|
February 18, 2008
Editorial: Responsible Growth Not Easy
Reprinted from The New London Day
The "Responsible Growth Task Force" recently issued its report to Gov. M. Jodi Rell and it envisions a state developing far differently in the future than was the case for the second half of the last century and the first decade of this one.
For the last four decades development has meant a flight away from the urban centers. The result is a sprawling suburbia entirely dependent on the automobile. Developers have built ever-larger homes on ever-larger building lots, chopping away at farms and woodlands to make way for this lifestyle.
Zoning was established in such a way to segment it all - residential here, commercial over there. No neighborhood stores, no local diners, no offices.

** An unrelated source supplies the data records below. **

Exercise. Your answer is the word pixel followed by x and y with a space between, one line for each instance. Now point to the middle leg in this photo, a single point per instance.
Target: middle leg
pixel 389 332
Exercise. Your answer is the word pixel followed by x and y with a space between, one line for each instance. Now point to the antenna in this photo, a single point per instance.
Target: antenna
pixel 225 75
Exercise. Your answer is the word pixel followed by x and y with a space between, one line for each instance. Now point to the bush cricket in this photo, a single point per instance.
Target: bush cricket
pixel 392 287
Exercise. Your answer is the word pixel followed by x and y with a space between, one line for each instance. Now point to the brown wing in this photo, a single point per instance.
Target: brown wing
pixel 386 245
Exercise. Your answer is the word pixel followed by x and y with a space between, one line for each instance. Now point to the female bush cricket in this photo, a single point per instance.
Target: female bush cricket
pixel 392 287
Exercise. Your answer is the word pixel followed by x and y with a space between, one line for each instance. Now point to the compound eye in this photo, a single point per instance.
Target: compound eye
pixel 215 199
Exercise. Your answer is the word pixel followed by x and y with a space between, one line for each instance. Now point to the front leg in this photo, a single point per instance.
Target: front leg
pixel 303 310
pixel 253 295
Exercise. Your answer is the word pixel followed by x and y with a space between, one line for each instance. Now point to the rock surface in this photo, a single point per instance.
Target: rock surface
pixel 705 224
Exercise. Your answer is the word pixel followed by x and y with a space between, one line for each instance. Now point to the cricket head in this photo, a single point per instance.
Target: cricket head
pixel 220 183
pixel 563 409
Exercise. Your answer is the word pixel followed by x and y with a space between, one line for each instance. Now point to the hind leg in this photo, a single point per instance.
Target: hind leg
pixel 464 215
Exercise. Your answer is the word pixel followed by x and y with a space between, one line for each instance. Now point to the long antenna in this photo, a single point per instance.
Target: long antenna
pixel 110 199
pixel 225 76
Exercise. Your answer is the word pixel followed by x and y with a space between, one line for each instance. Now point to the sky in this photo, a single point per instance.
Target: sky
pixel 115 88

So to build, care for and fill their large homes and maintain their large lots suburban dwellers drive to large shopping centers filled with big-box megastores. The simplest tasks - taking the kids to Little League, picking up a few groceries, getting a bite to eat - require long drives in the car.
Meanwhile, our city centers have suffered, left with empty storefronts, substandard housing and higher crime rates.

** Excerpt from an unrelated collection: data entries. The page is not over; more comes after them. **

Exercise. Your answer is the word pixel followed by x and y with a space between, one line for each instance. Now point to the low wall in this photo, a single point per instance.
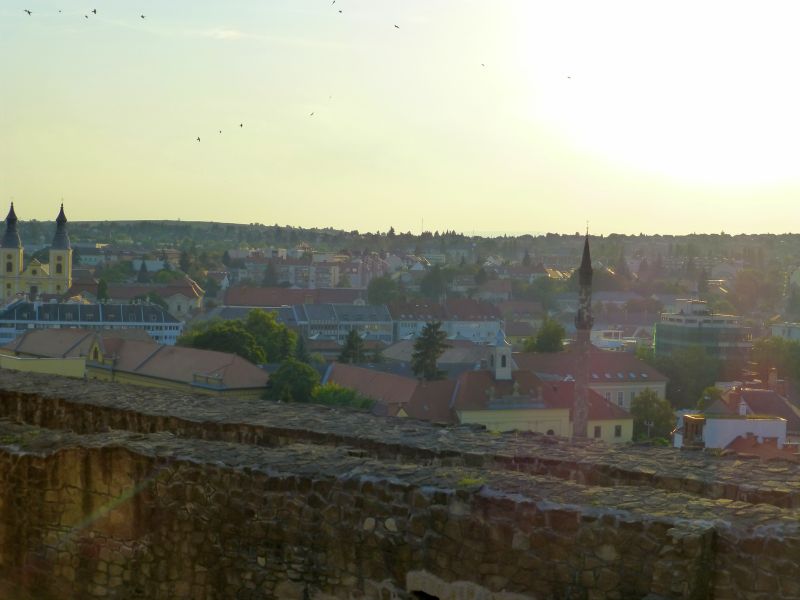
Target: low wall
pixel 115 492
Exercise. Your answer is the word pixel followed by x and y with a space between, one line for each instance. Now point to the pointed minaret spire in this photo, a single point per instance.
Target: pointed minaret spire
pixel 584 320
pixel 11 236
pixel 583 344
pixel 61 238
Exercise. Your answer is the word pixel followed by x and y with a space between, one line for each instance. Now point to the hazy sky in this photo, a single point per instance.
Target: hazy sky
pixel 639 116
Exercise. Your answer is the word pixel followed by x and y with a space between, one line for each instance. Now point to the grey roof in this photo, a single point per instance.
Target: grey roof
pixel 352 313
pixel 87 313
pixel 319 312
pixel 61 238
pixel 11 235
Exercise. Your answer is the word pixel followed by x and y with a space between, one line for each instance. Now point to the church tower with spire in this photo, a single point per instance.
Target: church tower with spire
pixel 20 278
pixel 583 327
pixel 12 253
pixel 60 257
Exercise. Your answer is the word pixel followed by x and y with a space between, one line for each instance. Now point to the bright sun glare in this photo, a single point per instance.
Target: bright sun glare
pixel 697 91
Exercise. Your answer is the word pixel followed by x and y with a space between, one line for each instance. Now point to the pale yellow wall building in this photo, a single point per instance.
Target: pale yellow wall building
pixel 34 278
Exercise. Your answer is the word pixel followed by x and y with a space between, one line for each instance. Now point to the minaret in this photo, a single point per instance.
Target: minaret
pixel 60 257
pixel 583 326
pixel 501 358
pixel 12 255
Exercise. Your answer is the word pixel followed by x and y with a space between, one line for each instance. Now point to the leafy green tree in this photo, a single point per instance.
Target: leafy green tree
pixel 270 275
pixel 433 284
pixel 300 350
pixel 382 290
pixel 143 276
pixel 353 351
pixel 481 276
pixel 225 336
pixel 428 347
pixel 549 338
pixel 102 290
pixel 526 260
pixel 294 381
pixel 777 353
pixel 276 340
pixel 690 370
pixel 652 416
pixel 708 396
pixel 333 394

In terms of energy use, pollution, creating a sense of community, protecting our natural resources, maintaining our agrarian culture, it has been a time of irresponsible growth.

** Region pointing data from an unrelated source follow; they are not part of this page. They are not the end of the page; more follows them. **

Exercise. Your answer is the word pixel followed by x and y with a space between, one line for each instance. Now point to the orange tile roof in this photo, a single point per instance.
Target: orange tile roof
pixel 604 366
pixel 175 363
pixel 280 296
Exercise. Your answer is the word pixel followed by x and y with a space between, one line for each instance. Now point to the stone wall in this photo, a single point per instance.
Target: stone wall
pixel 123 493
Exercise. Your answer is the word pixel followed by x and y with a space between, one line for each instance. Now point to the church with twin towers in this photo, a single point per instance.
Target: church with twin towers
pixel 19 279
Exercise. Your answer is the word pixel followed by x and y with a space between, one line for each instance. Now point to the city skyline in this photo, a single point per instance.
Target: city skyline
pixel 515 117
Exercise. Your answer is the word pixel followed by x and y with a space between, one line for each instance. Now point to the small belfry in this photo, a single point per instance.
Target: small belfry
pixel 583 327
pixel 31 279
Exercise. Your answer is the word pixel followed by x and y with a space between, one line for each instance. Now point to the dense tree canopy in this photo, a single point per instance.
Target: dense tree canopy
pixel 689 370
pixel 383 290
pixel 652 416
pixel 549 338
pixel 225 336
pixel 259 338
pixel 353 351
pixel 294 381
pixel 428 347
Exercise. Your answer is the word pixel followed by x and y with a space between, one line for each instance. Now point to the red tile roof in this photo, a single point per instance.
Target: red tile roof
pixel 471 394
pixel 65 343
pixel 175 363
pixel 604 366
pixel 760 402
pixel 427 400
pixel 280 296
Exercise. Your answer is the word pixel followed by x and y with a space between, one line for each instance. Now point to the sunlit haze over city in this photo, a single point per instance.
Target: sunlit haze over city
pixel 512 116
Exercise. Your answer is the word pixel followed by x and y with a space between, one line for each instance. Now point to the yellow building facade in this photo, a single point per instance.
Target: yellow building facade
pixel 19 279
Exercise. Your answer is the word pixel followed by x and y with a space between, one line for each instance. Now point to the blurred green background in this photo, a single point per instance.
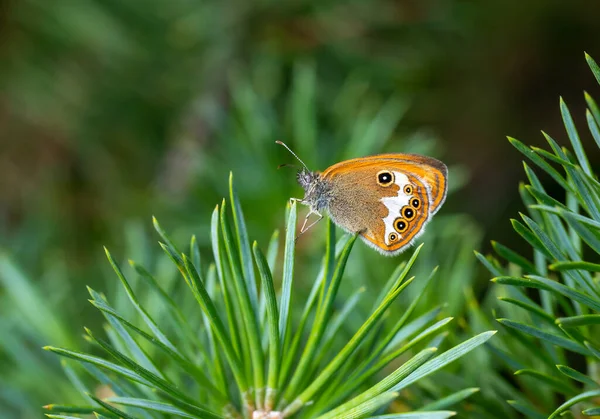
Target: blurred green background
pixel 113 111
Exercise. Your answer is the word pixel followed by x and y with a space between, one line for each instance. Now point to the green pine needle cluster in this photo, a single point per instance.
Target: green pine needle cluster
pixel 551 306
pixel 241 355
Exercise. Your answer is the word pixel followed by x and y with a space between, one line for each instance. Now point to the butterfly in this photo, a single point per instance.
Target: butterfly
pixel 387 199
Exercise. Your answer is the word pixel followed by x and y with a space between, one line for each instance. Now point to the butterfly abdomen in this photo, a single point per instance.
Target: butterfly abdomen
pixel 317 192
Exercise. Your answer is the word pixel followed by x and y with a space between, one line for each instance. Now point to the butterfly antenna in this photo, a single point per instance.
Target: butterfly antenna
pixel 293 154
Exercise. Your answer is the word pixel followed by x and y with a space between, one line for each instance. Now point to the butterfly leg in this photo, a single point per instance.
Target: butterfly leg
pixel 304 228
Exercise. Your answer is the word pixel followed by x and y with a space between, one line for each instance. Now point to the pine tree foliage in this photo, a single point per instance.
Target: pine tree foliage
pixel 239 353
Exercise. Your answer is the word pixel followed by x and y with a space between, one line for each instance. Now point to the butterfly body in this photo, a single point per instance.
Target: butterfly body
pixel 387 199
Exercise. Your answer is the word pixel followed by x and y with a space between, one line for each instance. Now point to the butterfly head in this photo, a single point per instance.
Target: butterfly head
pixel 316 190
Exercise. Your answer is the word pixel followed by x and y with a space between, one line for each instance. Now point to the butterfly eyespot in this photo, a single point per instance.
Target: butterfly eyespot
pixel 408 213
pixel 385 178
pixel 400 225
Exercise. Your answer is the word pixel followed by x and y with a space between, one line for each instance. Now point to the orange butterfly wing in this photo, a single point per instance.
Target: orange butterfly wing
pixel 380 213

In its report to the governor the task force encourages reuse and rehabilitation of existing infrastructure. That means rebuilding Connecticut's cities. It calls for coordinating housing with the location of jobs, services and mass transportation.
The task force says Connecticut needs to concentrate development and stop using up what little open space it has left. It calls for developing "walkable districts" with a mix of residential, commercial, educational and recreational services. The panel wants to revitalize the state's existing village centers.
Such a strategy would protect natural resources, wildlife habitats and historic landscapes.
It urges regional planning and regional control of "projects of regional significance," meaning major projects, which if done right can promote responsible growth and if done wrong can be detrimental to an entire region.
It is a great vision, a necessary vision, but it will be a major task to get there.
Connecticut does not take well to change. Its governance and property tax structure is predicated on an every-town-for-itself attitude. Big-box shopping centers mean tax revenue. Single-family homes on two-acre lots mean low impact on municipal services, keeping town costs down.
Conversely, the kind of dense development proposed by smart growth means more kids in schools, and so higher property taxes. Mixed-used communities with residential and commercial development are foreign to the zoning model drilled into the collective consciousness of town officials for decades. And the idea of towns granting regional control over major projects planned within their borders? Forget about it.
Real responsible growth will take real change. Reforming the tax system to end the over-dependence on property-tax revenues. Providing the financial help and incentives to rebuild the cities and bring people back to the downtowns. Making mass transit user-friendly. Creating regional government.
But changing mindsets may be the biggest challenge. Accepting the premise that perhaps big homes on big lots and shopping at big-box stores was not the culmination of cultural advancement after all.